Massimiliano, sempre dominato dal suo risentimento contro i Veneziani, aveva fin allora continuato nella sua alleanza colla Francia, ed aveva mostrata un'insolita costanza. Era vivamente entrato nei progetti di Lodovico XII per la riforma della Chiesa nel capo e nelle membra, ed aveva convocata in Augusta un'adunanza di vescovi tedeschi, onde persuaderli a domandare un concilio: ma nella sua nazione aveva trovata una più gagliarda opposizione che non credeva[112]. Soltanto in allora diede orecchio al re d'Arragona che lo consigliava ad assicurarsi con un trattato di pace di quanto possedeva in Italia, e di ciò che ancora pretendeva, e di mettere fine a tutte le controversie che aveva col papa, persuadendosi che i Veneziani si accomoderebbero alle volontà del loro solo alleato.

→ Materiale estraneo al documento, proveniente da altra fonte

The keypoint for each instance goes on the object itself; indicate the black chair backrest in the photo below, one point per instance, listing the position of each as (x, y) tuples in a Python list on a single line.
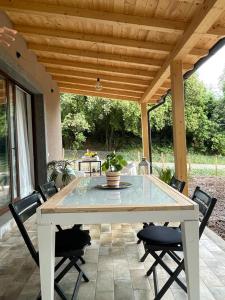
[(177, 184), (47, 190), (23, 210), (206, 205)]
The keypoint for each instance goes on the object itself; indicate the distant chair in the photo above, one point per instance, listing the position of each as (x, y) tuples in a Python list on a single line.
[(48, 190), (167, 240), (177, 185), (69, 245), (130, 169)]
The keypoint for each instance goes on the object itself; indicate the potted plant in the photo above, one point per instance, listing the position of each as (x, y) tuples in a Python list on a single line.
[(60, 172), (112, 166)]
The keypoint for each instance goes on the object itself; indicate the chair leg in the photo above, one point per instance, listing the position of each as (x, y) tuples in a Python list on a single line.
[(144, 256), (59, 291), (155, 264), (169, 271), (65, 270), (77, 285), (82, 260), (80, 271), (173, 278)]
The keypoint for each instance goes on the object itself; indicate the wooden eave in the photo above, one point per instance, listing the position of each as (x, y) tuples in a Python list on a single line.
[(128, 45)]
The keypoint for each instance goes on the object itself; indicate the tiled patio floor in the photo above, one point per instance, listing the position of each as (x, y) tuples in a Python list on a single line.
[(112, 265)]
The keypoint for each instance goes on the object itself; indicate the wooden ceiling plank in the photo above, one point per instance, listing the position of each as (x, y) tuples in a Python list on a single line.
[(87, 82), (204, 18), (97, 67), (101, 39), (156, 63), (98, 94), (104, 90), (108, 78), (94, 38), (96, 16)]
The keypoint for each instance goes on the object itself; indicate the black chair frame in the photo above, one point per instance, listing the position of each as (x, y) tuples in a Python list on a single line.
[(22, 211), (48, 190), (206, 206), (177, 185)]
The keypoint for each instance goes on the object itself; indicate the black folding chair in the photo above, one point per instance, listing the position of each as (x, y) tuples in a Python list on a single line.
[(168, 239), (48, 190), (68, 245), (177, 185)]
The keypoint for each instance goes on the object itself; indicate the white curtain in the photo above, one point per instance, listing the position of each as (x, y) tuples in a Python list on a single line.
[(24, 155)]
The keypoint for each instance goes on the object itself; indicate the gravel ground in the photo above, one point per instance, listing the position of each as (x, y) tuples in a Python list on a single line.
[(214, 186)]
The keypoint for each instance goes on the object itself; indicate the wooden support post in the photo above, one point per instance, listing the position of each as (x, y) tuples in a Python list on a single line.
[(179, 133), (144, 127)]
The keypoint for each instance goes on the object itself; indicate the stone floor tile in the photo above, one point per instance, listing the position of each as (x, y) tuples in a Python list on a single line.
[(143, 295), (123, 290), (104, 295), (139, 280), (105, 281)]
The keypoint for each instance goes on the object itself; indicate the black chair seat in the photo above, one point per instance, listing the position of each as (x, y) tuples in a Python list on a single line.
[(71, 242), (160, 235)]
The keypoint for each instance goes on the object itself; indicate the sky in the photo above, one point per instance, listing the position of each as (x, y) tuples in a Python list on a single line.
[(212, 69)]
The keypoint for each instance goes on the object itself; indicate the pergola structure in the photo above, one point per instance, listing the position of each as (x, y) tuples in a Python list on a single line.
[(139, 48)]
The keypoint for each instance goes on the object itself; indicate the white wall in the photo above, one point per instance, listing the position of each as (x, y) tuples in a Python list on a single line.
[(34, 73)]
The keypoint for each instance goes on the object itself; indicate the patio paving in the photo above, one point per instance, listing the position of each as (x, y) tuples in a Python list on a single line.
[(112, 265)]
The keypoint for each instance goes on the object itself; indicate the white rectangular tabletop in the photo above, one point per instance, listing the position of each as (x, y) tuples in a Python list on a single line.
[(146, 193), (147, 200)]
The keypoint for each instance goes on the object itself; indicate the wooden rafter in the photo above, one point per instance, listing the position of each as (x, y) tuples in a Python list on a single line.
[(153, 47), (202, 21), (139, 22), (104, 90), (99, 56), (88, 82), (93, 93), (156, 63), (97, 67), (93, 76)]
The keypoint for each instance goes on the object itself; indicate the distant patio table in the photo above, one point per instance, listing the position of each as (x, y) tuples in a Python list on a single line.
[(147, 200)]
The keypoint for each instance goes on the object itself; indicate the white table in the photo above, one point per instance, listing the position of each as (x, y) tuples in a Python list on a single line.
[(148, 199)]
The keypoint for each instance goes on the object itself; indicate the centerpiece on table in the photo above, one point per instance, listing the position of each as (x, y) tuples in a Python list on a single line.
[(90, 155), (112, 166)]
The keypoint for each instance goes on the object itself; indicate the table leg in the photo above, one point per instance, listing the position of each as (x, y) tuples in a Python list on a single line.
[(190, 239), (46, 246)]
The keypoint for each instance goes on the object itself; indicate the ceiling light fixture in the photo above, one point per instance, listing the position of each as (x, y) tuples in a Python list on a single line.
[(98, 85), (7, 35)]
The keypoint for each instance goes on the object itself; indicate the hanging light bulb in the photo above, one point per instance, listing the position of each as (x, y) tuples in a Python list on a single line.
[(7, 35), (98, 85)]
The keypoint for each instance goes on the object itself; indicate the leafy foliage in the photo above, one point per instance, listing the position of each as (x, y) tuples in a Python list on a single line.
[(114, 163), (117, 124), (165, 174)]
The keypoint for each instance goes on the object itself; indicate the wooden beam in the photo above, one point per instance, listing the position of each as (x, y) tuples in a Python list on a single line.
[(217, 30), (204, 18), (179, 133), (93, 76), (151, 47), (99, 56), (97, 94), (97, 67), (96, 16), (144, 129), (104, 90), (91, 83)]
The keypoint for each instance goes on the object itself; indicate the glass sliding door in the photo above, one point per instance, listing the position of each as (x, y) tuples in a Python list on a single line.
[(4, 153), (16, 143), (25, 142)]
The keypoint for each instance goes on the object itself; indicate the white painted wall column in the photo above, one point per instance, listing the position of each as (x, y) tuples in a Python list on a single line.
[(179, 132), (144, 128)]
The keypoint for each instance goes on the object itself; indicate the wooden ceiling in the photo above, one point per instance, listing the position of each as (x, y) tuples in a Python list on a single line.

[112] Lettera di Massimiliano alla città di Gelnhause; _ap. Lunig R. A., t. XIII, p. 811 e seg. — Schmidt Hist. des Allem., l. VII, ch. XXIV, t. V, p. 456._
Dietro questo consiglio Massimiliano mandò Matteo Lang, vescovo di Gurck, suo segretario intimo, a Mantova, per tenervi un congresso; ed invitò il papa, il re di Francia e quello di Arragona a mandarvi i loro ambasciatori. Giulio II colse avidamente quest'apertura, credendo di potere disporre dei Veneziani a suo piacimento; e, quando potesse riconciliarli con Massimiliano, punto non dubitava di potere inimicare questi colla Francia, contro la quale nudriva un odio implacabile. Dall'altro canto Lodovico XII accolse quest'invito con estrema diffidenza; conosceva la volubilità del suo alleato, e temeva che il papa glielo togliesse, o coll'offrirgli il Milanese, oppure col dare al vescovo di Gurck la dignità cardinalizia, e colmarlo de' favori della Chiesa. Nè Lodovico temeva meno rispetto a Ferdinando, i di cui ipocriti avvisi intorno ai pericoli di turbare la pace della Chiesa con un concilio, di distrarre lui medesimo dalla sua santa spedizione contro gl'infedeli dell'Africa, probabilmente celavano qualche pernicioso progetto[113].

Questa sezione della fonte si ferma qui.